Random prompts versus natural language

We used random alphabetic prompts instead of natural language prompts for a few reasons. We can assume that random prompts reliably produce cache misses, as discussed above. However, there is a greater chance that prefixes of realistic natural language prompts have already been sent by other users, making it harder to reliably measure cache misses. In addition, it is more difficult to construct a clean, well-defined distribution of natural language prompts containing exactly PromptLength tokens, compared to using random prompts. This distribution is important for our rigorous statistical hypothesis testing framework.

As mentioned in the paper (page 6, line 302, right column), our audits detected the exact level of cache sharing stated by OpenAI and Anthropic for their chat models (per-organization sharing, but not global sharing). This demonstrates the efficacy of our audits on real-world APIs, even if the random prompts do not necessarily reflect realistic workflows.

Real-world exploitation and mitigations

As discussed in Section 4.4: Difficulty of Prompt Extraction Attacks (line 350, page 7, left column), we believe that real-world exploitation of these vulnerabilities is challenging. However, we believe that even potential privacy leakage due to global cache sharing is a cause for concern, especially as LLM APIs are being used by increasingly many users and companies for increasingly many tasks, which may include sensitive data. In addition, future work may overcome or eliminate the practical challenges we discussed.

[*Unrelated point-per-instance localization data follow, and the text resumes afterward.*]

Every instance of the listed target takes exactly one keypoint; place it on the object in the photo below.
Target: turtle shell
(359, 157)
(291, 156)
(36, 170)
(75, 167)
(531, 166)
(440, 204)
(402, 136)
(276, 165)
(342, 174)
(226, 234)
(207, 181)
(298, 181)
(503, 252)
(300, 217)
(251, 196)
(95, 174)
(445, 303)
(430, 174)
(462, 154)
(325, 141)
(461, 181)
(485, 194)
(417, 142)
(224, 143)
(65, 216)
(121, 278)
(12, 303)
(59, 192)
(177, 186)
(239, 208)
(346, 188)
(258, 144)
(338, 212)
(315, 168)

To mitigate these vulnerabilities, we believe that API providers should disable global cache sharing and disclose the level of cache sharing. Following our responsible disclosure, several API providers followed this approach. OpenAI, Microsoft Azure, and Fireworks AI worked quickly to mitigate vulnerabilities by stopping global cache sharing. (Note that this is not an exhaustive list of all companies that implemented fixes.) Fireworks AI also added detailed documentation about prompt caching and data privacy, as well as an option to opt-out of caching for a particular prompt. The mitigations implemented by these companies illustrate the real-world impact of our findings.

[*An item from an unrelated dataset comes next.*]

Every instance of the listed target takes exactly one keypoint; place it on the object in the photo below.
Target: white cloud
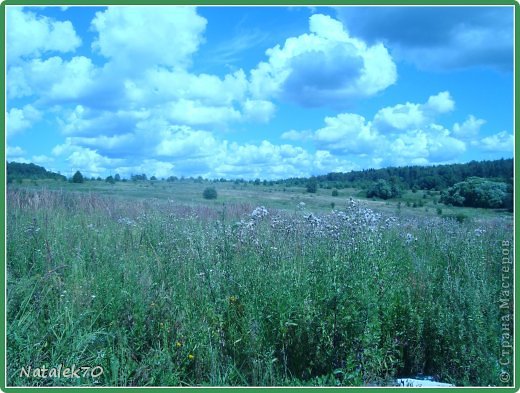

Also, we found that prompt caching can leak information about model architecture, which is of practical importance given the competitiveness and secrecy of the modern LLM landscape. Namely, we found evidence that OpenAI’s text-embedding-3-small model has a decoder-only Transformer architecture, which was previously not publicly known.

Ethics review

As discussed in the Impact Statement (page 9, line 440, left column), to mitigate real-world harms arising from our research, we followed standard responsible disclosure practices for security vulnerabilities. In October 2024, we disclosed our audit results with each API provider in which we detected prompt caching. We gave providers 60 days to address the vulnerabilities before publicly releasing or submitting our findings, and the actual time elapsed ended up being longer.

最终决定

This paper introduces a timely and impactful empirical audit of prompt caching behavior in commercial LLM APIs, revealing potential privacy and security vulnerabilities through carefully designed timing-based side-channel analysis. The methodology is rigorous and well-motivated, grounded in statistical hypothesis testing, and the evaluation is thorough across a broad range of providers. Despite relying on assumptions such as random prompts generating cache misses, the authors provide both theoretical justifications and empirical confirmation that lend credibility to their setup. The work has already prompted real-world impact through responsible disclosure, with several providers implementing mitigations in response. While the practical exploitability of the described leakage may be limited today, the paper makes a compelling case that even potential leakage is significant as LLMs become more widely used in sensitive settings. Overall, despite some limitations in assumptions and generalizability, the contributions are novel, the findings are important, and the paper should be included in the conference.